Typically lots of short-term employment can wreak havoc on your resume, leading employers to believe that you are unreliable, flaky and worse – unemployable. The truth of the matter is seasonal employment is one of the only acceptable reasons for short-term work. That said, what are the benefits of seasonal employment and how do you use it to make you look good on your resume?
- Flexibility – Seasonal employment fills the gaps between jobs and school semesters. Also there are so many different seasonal jobs you can find one that fits your needs like early morning, late nights, weekdays or weekends.
- Earning Potential – Some employers pay higher or offer special bonuses if you work an entire season or return for subsequent seasons. There is often lots of hours available, increasing your ability to make more money. Don’t forget that seasonal work is better than no work.
- Travel Incentives – Some employers will pay for your travel to and from work, even if it is in a different country! Working holidays and temporary work permits allow you to work abroad and temporarily. This allows you to make money and take an adventure at the same time.
- Accommodations – Many resorts will subsidize or even provide your accommodations while you are employed there. This keeps your living expenses down and makes your earning potential grow!
- Trial and Error – Seasonal and temporary work gives you a chance to try out different jobs to see if you like them. You may think a particular career is your dream job and then you get a taste of it during a short-term work experience and find out that you are not cut out for that field.
- Practice makes Perfect –The whole process of finding a job can be intimidating. Searching for work, writing a resume and interviewing are learned skills. Practicing these skills by finding temporary work will help you to become comfortable with the process by knowing what to expect next time. Also, you can pick up on helpful tips from perspective employers during the interview and tweak your resume and job searching approach so when your dream job comes along you are more than confident.
- Learn by Doing – Any new job is an opportunity to learn new skills by trying new things. Many employers will even teach you or provide training so that you will be qualified to work for them. Some of this training will also give you certificates to add to your portfolio. Many of the skills you will learn will be transferable, meaning you can use them in other employment fields. For example, working with customers with in a restaurant requires the same people skills as working in a clothing store. You will also become aware of what you don’t know and what skills you need to brush up on.

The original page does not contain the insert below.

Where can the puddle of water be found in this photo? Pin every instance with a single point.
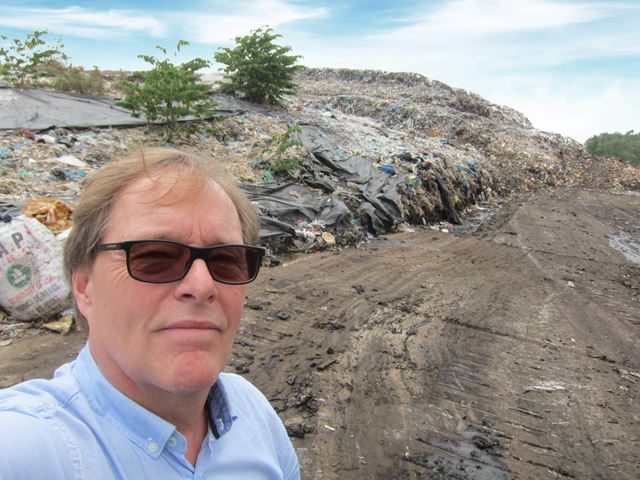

- Character Building – Finding and going to work takes motivation and determination. It also builds your confidence and demonstrates your sense of responsibility. Depending on where you are working (i.e. the humane society, soup kitchen), it also shows your interests and values. Getting and keeping a job will challenge you to grow personally and develop good working habits. These are all good character traits that will impress any employer and even inspire them.
- Other Employer Perks – Besides travel allowances, accommodations, training and good pay, some employers will go the extra mile to attract and keep you working for them season after season. This may include things like great employee discounts, free activity passes (i.e. lift tickets if you work on a ski hill), special events, and other free things like internet access, laundry facilities, etc.
- The “Foot in the Door” factor – It has been said that, “You can’t get a job without experience and you can’t get experience without a job.” How do you break this cycle? – with temporary and seasonal employment! Seasonal employers will often train you how to do the job, not requiring you to have any experience, however – they do require you to be teachable. Most employers agree that they are looking for someone with a positive attitude. Skills can be taught but a positive attitude cannot. Many employers will make room in their company to keep a seasonal employee on permanently if the employee has a good attitude and is a good fit. If they can’t keep you on, the least they can do is be a reference for future work. If you make a good first impression they may even call you back when a full-time opening becomes available.
- Resume Builder – Overall seasonal employment is a great resume builder. You can spin your experience to your advantage by mentioning on your resume, in your cover letter and during an interview what you learned and how you grew through your seasonal employment. If you are worried about how the length of the employment will look, you can omit the months (i.e. November 2008 – January 2009) and just put the years (i.e. 2008 – 2009). If you have lots of seasonal employment then just list the ones that are applicable to the job you are applying for. You can also explain how it was seasonal on your cover letter or in an interview or have a special section on your resume for “seasonal” employment.
Next time you are looking to make some extra money or to break into a new career field, try seasonal employment and see where it leads you. You might gain more than a fat wallet!
This article was originally written for the BC Workinfonet Youth Site, posted November 1, 2009. It is reposted here with permission.